Nov 01, 2016 | By George Gantz
Why Big Data Can’t be Trusted (Part Two) – the Inscrutability of Deep Learning
Human beings are often credited with intuition, the capacity of knowing something without being able to explain where the knowledge comes from. Intuitions are inherently inscrutable, even to ourselves. Interestingly, as Artificial Intelligence researchers have tackled the challenges of interrogating big data with “deep learning” algorithms, they are finding the algorithms great at scouring through masses of data to make good predictions, but programmers can’t explain how the algorithms reach their conclusions. Like their human creators, algorithms are becoming inscrutable. <MORE>
Many psychologists attribute intuition in humans to the hidden workings of our subconscious minds and innate instincts, as well as to tacit knowledge – perception and cognition skills learned through experience and practice. Others might add conscience or mystical sources (“the still small voice within”) as potential inputs to intuition, but I think we can leave that aside for now. Intuition probably serves a key purpose in facilitating efficient decision-making, a highly beneficial attribute that helps explain the evolutionary success of the human species. Human experience, sensation, memory and instinct provide a deep database for guiding human behaviors to positive results — intuition gives us immediate access to this database without having to waste time and energy on complex and relatively slow conscious thinking. If every survival choice had required conscious thinking it’s hard to see how humans would have survived.
While intuition is valuable, it can also lead us astray in a variety of ways. Sometimes we make very bad decisions on the basis of a “hunch.” It can be impossible to tell the difference between a valid intuitive realization and a post-hoc rationalization. Intuition readily serves as a mask for bias and prejudice. We often deceive ourselves.
Recent research in Artificial Intelligence (AI) has been focusing on techniques knows as “deep learning”, where algorithms are designed to evolve in a process that mimics biological evolution. For example, alternative explanatory models for a big data set are tried, and the more successful ones replicated and retested in succeeding generations, with each generation passing along the more successful features to succeeding ones. Deep learning algorithms have been very successful in developing predictive models that are far more accurate and efficient than brute force computer modeling (e.g. multiple linear regressions). The fields in which they are being used now include speech and image recognition, robotics, automated customer management, and games (such as Alpha-Go), as well as medical diagnostics, drug and genetics research, stock trading, remote sensing and logistics.
Researchers have identified two related issues with such algorithms. The first is that the evolved algorithms are very complex and incorporate data and analysis tools in ways that the researchers cannot explain. In essence, the algorithms have achieved a complexity that cannot be simply reverse engineered to figure out what they do. Much like human intuitive thinking, the algorithm has learned to get a good result but no one can explain why. The algorithm, like a human, is inscrutable. The second problem is that the algorithms cannot help distinguish between correlation and causation. In the field of diagnostic medicine, for example, understanding causal mechanisms is critically important. Imagine a doctor prescribing a treatment that an algorithm says will work but no one knows why.

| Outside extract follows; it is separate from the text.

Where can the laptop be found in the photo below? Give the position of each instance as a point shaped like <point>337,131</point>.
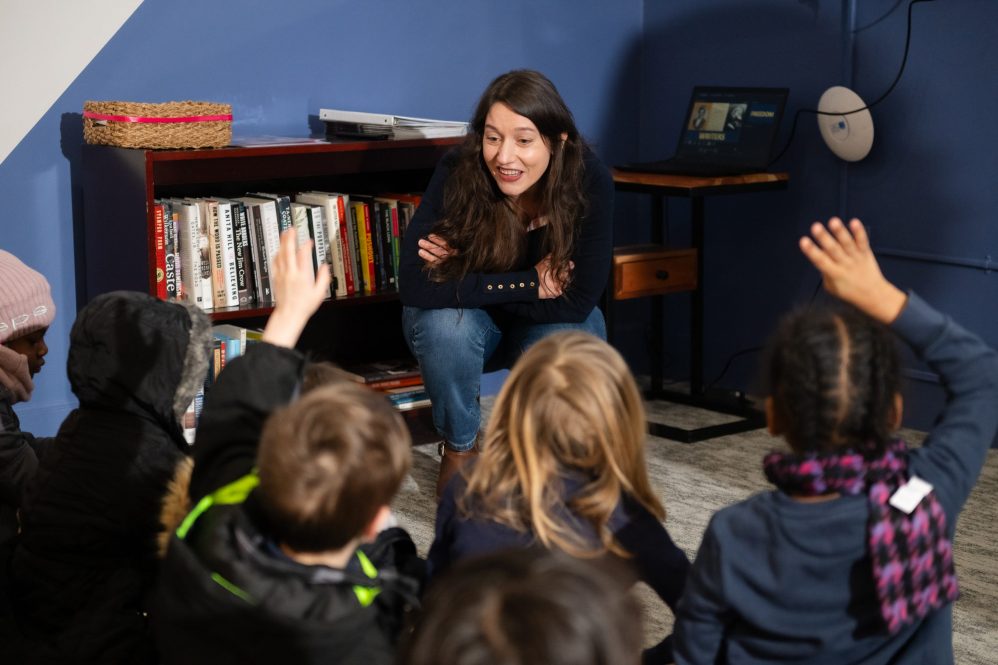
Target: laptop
<point>727,131</point>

When we deal with other human beings, we know that they, like us, are intuitive and therefore, to an extent, inscrutable. In addition, we also know that other humans can seek to deceive and manipulate. Our instincts and intuitions have developed in a context of constant interactions with other human beings. We have innate pattern-recognition capabilities that can glean information from the subtle clues of clothing, eye movements, posture, verbalizations – even chemical signals. In this very rich information environment, we learn the art of knowing how to judge other people, and who to trust. As social creatures, we also learn how we fit into the social order and how to manage the subtleties of power relationships. We are highly sensitive to power asymmetry between humans, and well aware from history of how badly such asymmetries can turn out.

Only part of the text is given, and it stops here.